А вот случай, с которым десять лет назад столкнулся лично. В то время я писал первую книгу — нехитрый боевик про спецназовцев, спасающих мир от мерзавцев. В попытках сделать текст достоверным я обложился справочниками по стрелковому оружию, подыскивал самые эффектные приемы рукопашных схваток… И вот герой дерется с врагом на пустыре. Враг силен и зол, у врага нож, у героя, как водится, пустые руки, храброе сердце, огромный запас внутренней правоты, ну и боевые навыки. И существует эффектный прием против ножа, который хочется описать, поделиться достоверностью. В результате вместо яркой боевой схватки мой читатель увидел… что? Занудное описание, какой тыльной стороной какой ладони какую часть запястья каким захватом кто по какой часовой стрелке вывернул… и так на целую страницу. Если кому-то был известен этот прием — вряд ли он его узнал. Остальные вообще не поняли, о чем речь. Но и это еще не все! Выяснилось, что совершенно неясно, как обозначить для читателя часть руки, которая выше кисти и ниже локтя. Потому что в справочной литературе она называется «предплечье». Но если написать «он схватил его за предплечье», читатель решит, что это то, что выше локтя, под плечом. Хотя в медицинском атласе эта часть тела называется уже «плечо». А то, что привыкли называть плечом мы («Ленин нес бревно на плече…»), имеет вообще другое название, то ли ключица, то ли лопатка… Как писать? Как поймут или как верно?
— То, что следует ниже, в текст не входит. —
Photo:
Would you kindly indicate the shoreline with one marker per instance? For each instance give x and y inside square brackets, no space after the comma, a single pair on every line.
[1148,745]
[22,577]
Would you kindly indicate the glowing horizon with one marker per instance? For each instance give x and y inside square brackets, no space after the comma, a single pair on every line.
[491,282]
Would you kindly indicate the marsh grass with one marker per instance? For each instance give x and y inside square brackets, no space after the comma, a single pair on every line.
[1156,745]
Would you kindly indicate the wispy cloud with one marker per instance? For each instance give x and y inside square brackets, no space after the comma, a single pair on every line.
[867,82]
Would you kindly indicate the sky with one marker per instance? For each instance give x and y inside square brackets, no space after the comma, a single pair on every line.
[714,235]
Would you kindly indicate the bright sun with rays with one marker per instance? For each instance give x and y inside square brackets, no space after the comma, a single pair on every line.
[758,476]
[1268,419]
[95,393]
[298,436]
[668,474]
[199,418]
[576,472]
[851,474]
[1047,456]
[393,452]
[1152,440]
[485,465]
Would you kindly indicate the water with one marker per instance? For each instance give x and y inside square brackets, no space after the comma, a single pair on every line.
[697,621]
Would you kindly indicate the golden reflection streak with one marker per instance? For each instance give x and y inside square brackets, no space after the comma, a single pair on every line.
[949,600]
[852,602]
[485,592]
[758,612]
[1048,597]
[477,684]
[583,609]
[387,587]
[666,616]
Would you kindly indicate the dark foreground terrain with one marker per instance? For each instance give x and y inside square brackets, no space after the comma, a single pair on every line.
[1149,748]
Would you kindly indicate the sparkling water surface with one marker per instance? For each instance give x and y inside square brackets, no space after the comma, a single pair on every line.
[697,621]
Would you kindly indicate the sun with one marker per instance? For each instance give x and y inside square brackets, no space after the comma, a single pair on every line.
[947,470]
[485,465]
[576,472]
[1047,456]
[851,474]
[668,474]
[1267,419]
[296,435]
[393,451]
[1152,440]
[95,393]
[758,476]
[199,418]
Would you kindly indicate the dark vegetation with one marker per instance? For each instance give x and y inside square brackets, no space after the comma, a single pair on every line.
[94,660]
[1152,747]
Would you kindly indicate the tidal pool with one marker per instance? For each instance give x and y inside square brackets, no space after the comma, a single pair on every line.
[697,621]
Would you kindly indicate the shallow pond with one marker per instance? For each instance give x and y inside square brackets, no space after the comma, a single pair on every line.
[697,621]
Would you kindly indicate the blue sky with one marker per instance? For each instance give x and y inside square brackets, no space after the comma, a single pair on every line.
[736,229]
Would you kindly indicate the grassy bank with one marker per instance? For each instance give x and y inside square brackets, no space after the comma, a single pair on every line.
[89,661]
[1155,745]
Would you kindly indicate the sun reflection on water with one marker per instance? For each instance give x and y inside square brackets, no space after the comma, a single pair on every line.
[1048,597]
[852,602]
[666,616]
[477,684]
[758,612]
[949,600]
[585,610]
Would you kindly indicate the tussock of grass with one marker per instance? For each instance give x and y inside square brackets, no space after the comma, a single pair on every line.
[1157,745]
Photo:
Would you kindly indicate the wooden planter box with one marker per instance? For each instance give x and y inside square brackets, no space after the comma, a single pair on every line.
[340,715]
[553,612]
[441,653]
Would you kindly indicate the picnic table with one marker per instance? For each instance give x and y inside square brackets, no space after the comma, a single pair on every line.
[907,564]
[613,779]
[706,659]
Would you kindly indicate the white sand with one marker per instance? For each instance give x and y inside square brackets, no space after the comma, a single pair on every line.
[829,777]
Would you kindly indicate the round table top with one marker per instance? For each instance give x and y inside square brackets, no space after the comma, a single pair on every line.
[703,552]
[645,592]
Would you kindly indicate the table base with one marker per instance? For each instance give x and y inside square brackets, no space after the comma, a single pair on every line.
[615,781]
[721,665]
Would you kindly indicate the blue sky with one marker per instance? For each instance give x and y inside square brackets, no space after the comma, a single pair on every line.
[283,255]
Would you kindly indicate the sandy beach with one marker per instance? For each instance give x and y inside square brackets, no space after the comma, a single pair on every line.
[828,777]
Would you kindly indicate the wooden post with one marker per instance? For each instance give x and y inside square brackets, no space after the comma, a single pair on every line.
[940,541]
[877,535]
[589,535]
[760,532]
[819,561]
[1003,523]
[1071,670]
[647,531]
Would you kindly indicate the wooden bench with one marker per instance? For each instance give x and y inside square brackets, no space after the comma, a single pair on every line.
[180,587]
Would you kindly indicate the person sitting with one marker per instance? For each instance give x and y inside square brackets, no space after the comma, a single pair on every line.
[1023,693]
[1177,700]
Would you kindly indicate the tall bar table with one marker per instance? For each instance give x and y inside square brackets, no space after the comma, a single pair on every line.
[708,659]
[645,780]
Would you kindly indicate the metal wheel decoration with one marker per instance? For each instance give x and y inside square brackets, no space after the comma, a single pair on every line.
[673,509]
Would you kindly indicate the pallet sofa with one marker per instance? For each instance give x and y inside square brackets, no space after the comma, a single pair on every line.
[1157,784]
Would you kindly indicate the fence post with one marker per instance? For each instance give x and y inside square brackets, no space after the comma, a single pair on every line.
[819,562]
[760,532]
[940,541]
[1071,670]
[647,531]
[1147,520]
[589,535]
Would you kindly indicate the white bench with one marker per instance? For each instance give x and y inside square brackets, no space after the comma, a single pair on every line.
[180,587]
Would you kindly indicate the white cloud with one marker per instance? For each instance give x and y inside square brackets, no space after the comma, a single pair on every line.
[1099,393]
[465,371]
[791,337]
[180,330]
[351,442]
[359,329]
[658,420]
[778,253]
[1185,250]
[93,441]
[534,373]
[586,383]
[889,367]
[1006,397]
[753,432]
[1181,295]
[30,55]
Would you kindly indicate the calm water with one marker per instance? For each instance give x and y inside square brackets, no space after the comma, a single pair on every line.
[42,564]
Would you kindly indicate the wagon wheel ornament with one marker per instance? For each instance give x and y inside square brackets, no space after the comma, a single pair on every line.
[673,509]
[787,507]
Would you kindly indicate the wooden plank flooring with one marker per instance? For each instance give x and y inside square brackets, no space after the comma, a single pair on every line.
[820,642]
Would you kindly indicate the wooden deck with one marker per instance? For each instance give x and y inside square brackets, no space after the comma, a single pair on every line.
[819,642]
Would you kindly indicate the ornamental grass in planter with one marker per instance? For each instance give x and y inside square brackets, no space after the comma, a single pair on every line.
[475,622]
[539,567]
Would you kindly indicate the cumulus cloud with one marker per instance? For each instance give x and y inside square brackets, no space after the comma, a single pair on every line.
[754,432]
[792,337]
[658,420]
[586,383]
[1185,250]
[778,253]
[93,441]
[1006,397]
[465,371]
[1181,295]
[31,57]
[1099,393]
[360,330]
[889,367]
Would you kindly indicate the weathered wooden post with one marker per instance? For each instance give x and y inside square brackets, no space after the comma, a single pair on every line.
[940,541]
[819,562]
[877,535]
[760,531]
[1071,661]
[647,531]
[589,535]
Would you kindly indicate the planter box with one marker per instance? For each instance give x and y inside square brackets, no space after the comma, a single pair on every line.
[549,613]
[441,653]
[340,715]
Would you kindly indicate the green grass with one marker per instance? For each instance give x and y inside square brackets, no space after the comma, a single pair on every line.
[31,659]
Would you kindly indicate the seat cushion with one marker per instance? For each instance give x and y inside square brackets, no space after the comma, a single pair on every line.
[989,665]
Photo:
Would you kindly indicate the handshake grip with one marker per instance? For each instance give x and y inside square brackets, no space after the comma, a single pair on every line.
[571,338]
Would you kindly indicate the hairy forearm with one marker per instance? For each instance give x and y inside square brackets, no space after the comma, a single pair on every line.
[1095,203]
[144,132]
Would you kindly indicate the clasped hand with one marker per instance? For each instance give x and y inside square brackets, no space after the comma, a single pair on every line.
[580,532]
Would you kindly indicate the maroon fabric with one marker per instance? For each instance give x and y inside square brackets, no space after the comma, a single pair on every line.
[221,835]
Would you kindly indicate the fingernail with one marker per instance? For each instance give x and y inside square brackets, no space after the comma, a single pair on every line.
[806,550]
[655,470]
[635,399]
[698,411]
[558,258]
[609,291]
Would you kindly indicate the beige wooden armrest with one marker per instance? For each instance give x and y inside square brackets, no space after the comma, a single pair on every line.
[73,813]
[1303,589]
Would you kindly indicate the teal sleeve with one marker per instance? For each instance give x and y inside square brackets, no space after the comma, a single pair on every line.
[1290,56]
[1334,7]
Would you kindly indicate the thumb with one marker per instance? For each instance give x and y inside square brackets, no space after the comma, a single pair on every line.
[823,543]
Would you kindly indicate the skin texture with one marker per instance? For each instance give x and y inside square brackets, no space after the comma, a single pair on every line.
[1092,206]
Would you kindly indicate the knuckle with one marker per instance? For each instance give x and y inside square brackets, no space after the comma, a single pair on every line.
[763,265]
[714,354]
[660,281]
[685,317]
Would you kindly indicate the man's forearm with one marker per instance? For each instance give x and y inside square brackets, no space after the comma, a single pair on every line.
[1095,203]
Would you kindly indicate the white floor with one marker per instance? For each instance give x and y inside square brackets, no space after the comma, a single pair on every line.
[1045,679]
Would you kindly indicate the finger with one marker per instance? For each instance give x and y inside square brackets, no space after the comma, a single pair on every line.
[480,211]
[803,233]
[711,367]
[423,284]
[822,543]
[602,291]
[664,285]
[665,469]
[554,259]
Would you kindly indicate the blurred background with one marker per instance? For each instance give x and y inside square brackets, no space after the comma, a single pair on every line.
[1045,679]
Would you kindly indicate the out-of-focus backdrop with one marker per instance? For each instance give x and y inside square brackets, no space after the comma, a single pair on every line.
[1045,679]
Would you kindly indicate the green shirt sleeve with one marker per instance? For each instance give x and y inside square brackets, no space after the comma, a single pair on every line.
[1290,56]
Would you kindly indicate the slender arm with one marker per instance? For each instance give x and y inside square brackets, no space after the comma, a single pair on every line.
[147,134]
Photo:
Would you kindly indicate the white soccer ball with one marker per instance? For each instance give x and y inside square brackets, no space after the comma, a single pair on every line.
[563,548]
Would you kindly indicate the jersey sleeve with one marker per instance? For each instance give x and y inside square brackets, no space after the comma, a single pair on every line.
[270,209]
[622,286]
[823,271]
Правильный ответ: писать надо так, как поймут. А лучше — вообще не грузить читателя лишним. Как следовало изобразить боевую сцену? Автор должен был средствами текста передать азарт, молниеносность, напор. Передать динамику, ритм! Заставить читателя почувствовать себя на месте героя, чтобы читатель вздрагивал и непроизвольно дергал плечом (не важно, каким), словно это он сам уклоняется от страшного ножа! А для этого совершенно не нужны никакие описания приемов. Удар! Кровь! Замах! Кувырок! Искры из глаз! Снова удар! Включившись в ритм, все подробности читатель представит себе сам в меру своих знаний. Картинка, возникшая в читательской голове, будет в тысячу раз достовернее любых описаний, которые способен изобрести автор. Задача автора — лишь умело вызвать эту картинку. А это, между прочим, сделать куда сложнее, чем описать сухими словами происходящее: кто где стоял, кто к кому обернулся, кто во что одет, и какими красивыми лучами искрилось в тот вечер заходящее солнце.

 

Что мешает читателю ощутить достоверность.

Допустим, вы пророк, пришелец из будущего или гениальный ученый, и вам доподлинно известно, как будет устроен космический корабль в 24 веке. И вы пишете роман о двигателе звездолета:

— Как известно, наш корабль движется со скоростью, в три раза превышающей скорость света! — произносит командир корабля Добров, обращаясь к звездолетчикам.

— А все потому, — вскакивает бортинженер Северов, — что мы используем в нашем двигателе энергию гравитационного распада плазмы!

— Но как же наш корабль выдерживает такие нагрузки? — удивленно поворачивается к нему штурман, красавица Легкова, и, не дожидаясь ответа, сама уточняет: — Ах, я и забыла про уникальное покрытие из кристаллических ионов!

Назовет ли читатель такой текст достоверным? Вам никто не поверит, даже если описанное — чистая правда, в которой человечество убедится через каких-нибудь жалких 300 лет. Почему? Да потому что описанная сцена — недостоверна. Читатель не разбирается в устройстве звездолетов, зато прекрасно чувствует фальшь и видит, что космонавты пытаются разговаривать с ним, а не друг с другом.

На эту тему великолепно пошутили Ильф и Петров, когда в «Золотом теленке» случайно встретились в государственном месте два самозваных сына лейтенанта Шмидта:

Увидев, что председатель все еще находится в лапах сомнения, первый сын погладил брата по рыжим, как у сеттера, кудрям и ласково спросил:

— Когда же ты приехал из Мариуполя, где ты жил у нашей бабушки?

— Да, я жил, — пробормотал второй сын лейтенанта, — у нее. А ты почему не писал?

— Я писал, — неожиданно ответил братец, — заказные письма посылал. У меня даже почтовые квитанции есть.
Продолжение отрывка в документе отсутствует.